Looked at unsentimentally, the prospect for an independent Scotland, Wales or Ulster is one of poverty, a decayed welfare state, established companies moving across the border into England, foreign companies refusing to settle because of a lack of subsidies and the absence of the security of a large nation state, massive emigration of the middle classes and extreme levels of unemployment for those left behind.
But what about the oil and gas? I can hear the Scots Nationalists positively screaming. Well, the current tax take is relatively trivial in terms of the revenue an independent Scotland would require. Even at its present levels it would barely finance their share of the current national debt and in years when the oil price drops to average levels would fall well short ( http://www.hmrc.gov.uk/stats/corporate_tax/table11_11.pdf ). Moreover, not all oil is in Scottish waters – if the territorial waters are determined by extending a line from the angle of the coast at the Scots-English border on the North Sea a considerable proportion would fall within English waters.
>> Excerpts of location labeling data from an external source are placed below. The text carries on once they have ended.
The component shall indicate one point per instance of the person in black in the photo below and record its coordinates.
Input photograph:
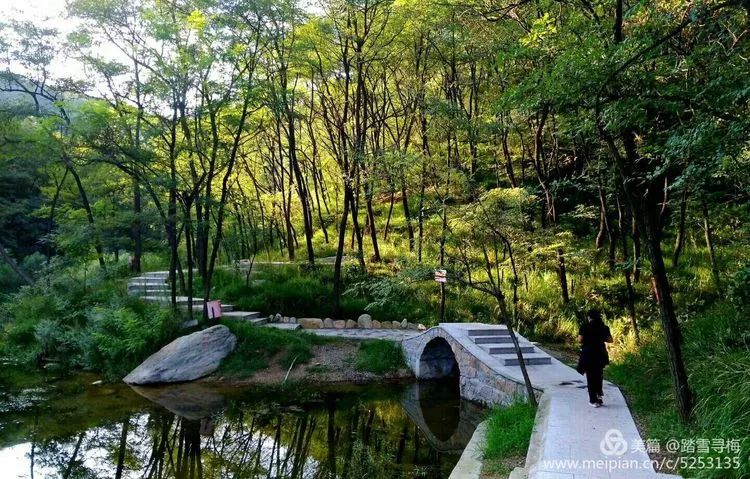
(593, 335)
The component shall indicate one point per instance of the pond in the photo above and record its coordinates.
(67, 427)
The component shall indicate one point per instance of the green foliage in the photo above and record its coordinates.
(717, 352)
(117, 340)
(257, 347)
(89, 324)
(509, 430)
(379, 356)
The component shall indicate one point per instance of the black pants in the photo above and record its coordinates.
(594, 379)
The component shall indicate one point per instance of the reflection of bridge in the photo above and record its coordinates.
(483, 357)
(566, 429)
(446, 421)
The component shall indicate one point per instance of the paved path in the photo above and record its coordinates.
(571, 440)
(389, 334)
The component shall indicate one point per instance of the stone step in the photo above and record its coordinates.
(519, 473)
(141, 280)
(165, 299)
(492, 339)
(529, 359)
(500, 331)
(225, 308)
(156, 274)
(505, 349)
(245, 315)
(285, 326)
(148, 288)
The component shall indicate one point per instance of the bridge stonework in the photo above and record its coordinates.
(435, 353)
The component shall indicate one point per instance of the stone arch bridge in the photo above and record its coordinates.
(481, 357)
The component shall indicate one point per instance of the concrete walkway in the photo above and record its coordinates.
(388, 334)
(570, 440)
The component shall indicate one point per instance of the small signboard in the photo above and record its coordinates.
(441, 276)
(214, 309)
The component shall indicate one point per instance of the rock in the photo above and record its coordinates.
(311, 323)
(364, 321)
(186, 358)
(190, 400)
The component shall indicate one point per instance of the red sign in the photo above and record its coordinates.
(441, 276)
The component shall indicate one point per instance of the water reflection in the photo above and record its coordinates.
(195, 431)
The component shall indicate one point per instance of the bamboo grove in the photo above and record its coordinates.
(505, 134)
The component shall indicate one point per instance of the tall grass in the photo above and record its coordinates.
(509, 430)
(379, 356)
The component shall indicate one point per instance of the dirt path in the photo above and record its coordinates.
(331, 363)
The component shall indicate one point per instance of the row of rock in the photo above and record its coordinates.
(365, 321)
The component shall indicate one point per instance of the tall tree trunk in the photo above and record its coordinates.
(708, 230)
(407, 213)
(137, 229)
(622, 223)
(644, 205)
(89, 214)
(371, 220)
(14, 266)
(390, 213)
(679, 243)
(340, 254)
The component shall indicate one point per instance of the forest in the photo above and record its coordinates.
(551, 156)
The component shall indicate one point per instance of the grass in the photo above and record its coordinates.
(716, 348)
(257, 346)
(509, 430)
(379, 356)
(508, 435)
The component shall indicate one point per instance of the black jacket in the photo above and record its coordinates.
(593, 351)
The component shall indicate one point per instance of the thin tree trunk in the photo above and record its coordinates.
(14, 266)
(679, 243)
(709, 235)
(89, 215)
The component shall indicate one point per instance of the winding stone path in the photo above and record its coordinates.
(571, 440)
(387, 334)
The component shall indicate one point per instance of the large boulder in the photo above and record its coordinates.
(364, 321)
(186, 358)
(193, 401)
(310, 323)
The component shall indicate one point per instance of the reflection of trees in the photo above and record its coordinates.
(334, 438)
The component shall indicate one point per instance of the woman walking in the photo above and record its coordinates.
(593, 335)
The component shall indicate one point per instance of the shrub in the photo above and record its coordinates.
(117, 340)
(379, 356)
(509, 430)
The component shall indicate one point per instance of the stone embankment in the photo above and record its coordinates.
(364, 321)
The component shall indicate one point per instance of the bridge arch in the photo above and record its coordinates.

Further, even the revenues from oil within Scots waters might be claimed in part by both the various islanders, who fear Scots rule, and England (on the grounds that because the project was started when Britain was a unitary state, the rewards should continue to be split proportionately according to the new states’ various populations). There are also the unfortunate facts that British oil is very expensive to produce and may well become uncompetitive as countries such as China expand production or other forms of energy become cheaper, and, more definitely, oil extraction at its present level is unlikely to last for more than another generation. Oil and gas production revenues would be a poor pair of crutches to prop up an impoverished independent Scotland.
In seeking independence or a large measure of home rule, Celts risk rousing a sleeping giant, English nationalism. By offering even limited devolution to Scotland and Wales the Labour Party will almost certainly create the desire for an English parliament. The natural outcome of such a splitting of political responsibilities will be the growth of a resentment by the English of the subsidies currently given to the Celts. From such a resentment will come a desire within England for each country within Britain to finance both the cost of home rule and a proportionate share of general charges such as defence and the servicing of the national debt. From that point it is but a single stride for any of the constituent parts of the UK to full independence, the sloughing off of the emotional bonds which have bound Britain together by a declaration of independence. What the Celts cannot reasonably expect to have for very long is home rule financed by England, for that would be having your political cake and eating it.
Celts should keep ever before them one salutary possibility. They may find the independence decision taken out of their hands for the English, if constantly insulted and traduced, could decide to declare their independence. Think long and hard, you Scots , Welsh and Catholic Irish, before attempting to making complete Celts of yourselves.